Genetic linkage was done using goeBURST distances[33] Each circle represents a sequence type, the size of the circle represents the number of isolates (non-linear). Color of the circle indicates year of origin; blue: 2007 only, green: 2011 only, red: isolated in both 2007 and 2011. Edges connect genetically linked STs.


S3 Fig

Mean FEV1% of predicted during longitudinal follow-up.

Dotted lines represent 95% CI’s. Longitudinal lung function measurements (mean FEV1 as percentage of predicted) for patients with ST406 and patients with other clones. There was no significant difference in lung function for patients with or without ST406 (estimate -0·43, 95% CI -7·84–6·98).
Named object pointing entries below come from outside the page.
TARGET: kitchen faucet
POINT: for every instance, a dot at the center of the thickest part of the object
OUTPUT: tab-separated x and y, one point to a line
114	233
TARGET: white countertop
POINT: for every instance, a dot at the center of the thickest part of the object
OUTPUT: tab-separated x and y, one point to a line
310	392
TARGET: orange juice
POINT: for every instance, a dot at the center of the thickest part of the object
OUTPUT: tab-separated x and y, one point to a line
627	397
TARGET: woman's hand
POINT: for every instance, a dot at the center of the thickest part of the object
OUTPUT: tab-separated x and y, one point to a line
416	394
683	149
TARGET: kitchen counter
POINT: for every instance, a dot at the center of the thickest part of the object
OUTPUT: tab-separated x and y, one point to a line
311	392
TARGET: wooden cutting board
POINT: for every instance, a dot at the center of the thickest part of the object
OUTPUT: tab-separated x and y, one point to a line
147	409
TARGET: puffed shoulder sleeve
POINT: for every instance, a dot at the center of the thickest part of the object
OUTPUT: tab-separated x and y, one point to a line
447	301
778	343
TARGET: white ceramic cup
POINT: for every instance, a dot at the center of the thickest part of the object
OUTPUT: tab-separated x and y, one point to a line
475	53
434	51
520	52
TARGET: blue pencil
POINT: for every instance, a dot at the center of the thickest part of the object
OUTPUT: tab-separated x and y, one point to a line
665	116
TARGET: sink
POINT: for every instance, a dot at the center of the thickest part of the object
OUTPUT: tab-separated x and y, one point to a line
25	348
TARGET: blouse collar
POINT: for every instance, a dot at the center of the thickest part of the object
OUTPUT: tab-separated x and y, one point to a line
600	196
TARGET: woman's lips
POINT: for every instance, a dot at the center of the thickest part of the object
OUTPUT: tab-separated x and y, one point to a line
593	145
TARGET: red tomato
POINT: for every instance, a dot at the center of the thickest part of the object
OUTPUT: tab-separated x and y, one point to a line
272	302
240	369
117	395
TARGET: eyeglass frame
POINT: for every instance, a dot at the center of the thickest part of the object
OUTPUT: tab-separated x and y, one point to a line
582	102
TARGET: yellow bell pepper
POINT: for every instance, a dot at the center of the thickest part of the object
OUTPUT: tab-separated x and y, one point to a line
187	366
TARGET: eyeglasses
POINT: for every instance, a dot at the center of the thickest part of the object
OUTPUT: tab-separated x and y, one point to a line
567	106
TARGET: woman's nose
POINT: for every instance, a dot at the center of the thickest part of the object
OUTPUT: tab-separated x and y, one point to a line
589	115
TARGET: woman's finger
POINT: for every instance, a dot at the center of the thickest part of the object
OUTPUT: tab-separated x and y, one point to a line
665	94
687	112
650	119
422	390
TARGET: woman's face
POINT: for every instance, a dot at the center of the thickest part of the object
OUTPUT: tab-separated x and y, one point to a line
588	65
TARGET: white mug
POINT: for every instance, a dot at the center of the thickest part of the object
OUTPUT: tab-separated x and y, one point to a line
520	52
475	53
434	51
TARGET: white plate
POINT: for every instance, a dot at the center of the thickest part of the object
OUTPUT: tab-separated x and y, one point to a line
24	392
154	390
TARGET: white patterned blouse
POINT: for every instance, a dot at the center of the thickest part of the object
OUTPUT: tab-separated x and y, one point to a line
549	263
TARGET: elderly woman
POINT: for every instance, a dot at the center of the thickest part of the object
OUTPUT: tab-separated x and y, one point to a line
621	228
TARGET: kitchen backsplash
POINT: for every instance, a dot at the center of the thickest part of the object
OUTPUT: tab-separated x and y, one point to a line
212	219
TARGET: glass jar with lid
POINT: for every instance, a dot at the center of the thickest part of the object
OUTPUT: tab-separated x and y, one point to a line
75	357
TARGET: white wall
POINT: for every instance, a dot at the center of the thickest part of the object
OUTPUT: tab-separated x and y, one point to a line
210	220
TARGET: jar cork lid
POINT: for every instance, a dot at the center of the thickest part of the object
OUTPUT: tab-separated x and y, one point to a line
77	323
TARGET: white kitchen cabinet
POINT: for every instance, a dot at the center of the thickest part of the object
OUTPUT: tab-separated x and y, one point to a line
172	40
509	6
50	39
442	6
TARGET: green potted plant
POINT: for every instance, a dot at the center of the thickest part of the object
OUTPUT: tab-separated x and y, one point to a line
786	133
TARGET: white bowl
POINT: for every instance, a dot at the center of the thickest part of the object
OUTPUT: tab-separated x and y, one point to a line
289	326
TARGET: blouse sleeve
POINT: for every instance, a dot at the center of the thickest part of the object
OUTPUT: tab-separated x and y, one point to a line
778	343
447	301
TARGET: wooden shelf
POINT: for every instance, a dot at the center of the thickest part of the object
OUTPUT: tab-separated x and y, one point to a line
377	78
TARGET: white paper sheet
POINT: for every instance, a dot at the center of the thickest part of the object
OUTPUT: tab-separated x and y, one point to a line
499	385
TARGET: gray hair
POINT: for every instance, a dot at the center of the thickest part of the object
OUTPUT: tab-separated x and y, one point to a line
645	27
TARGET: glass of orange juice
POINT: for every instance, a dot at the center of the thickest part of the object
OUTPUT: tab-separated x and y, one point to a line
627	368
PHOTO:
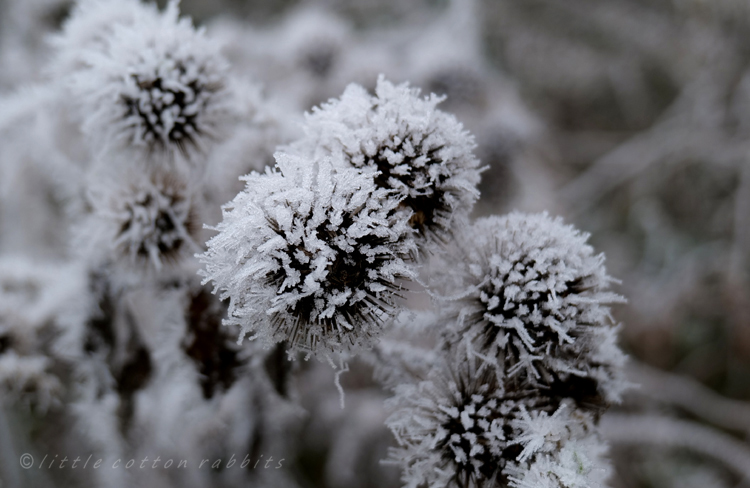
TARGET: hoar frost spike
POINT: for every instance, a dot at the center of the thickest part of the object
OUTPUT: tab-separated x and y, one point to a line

Adding an interaction term between ST406 and time (slope analysis, not shown in figure) did not significantly improve the model (p = 0·35) indicating no difference in decline.


S1 Table

CF patients at risk for chronic colonization with P. aeruginosa between 2005–2011.

PA = P. aeruginosa, LTX = lung transplantation, * at risk are all patients without chronic PA infection.


S2 Table

Estimates of FEV1 percent of predicted based on mixed model analysis.


Funding Statement

This research was partly funded by the Netherlands Organization for Scientific Research (VICI NWO Grant 918.76.611). The funders had no role in study design, data collection and analysis, decision to publish, or preparation of the manuscript.

Data Availability

Data Availability

All relevant data are within the paper and its Supporting Information files.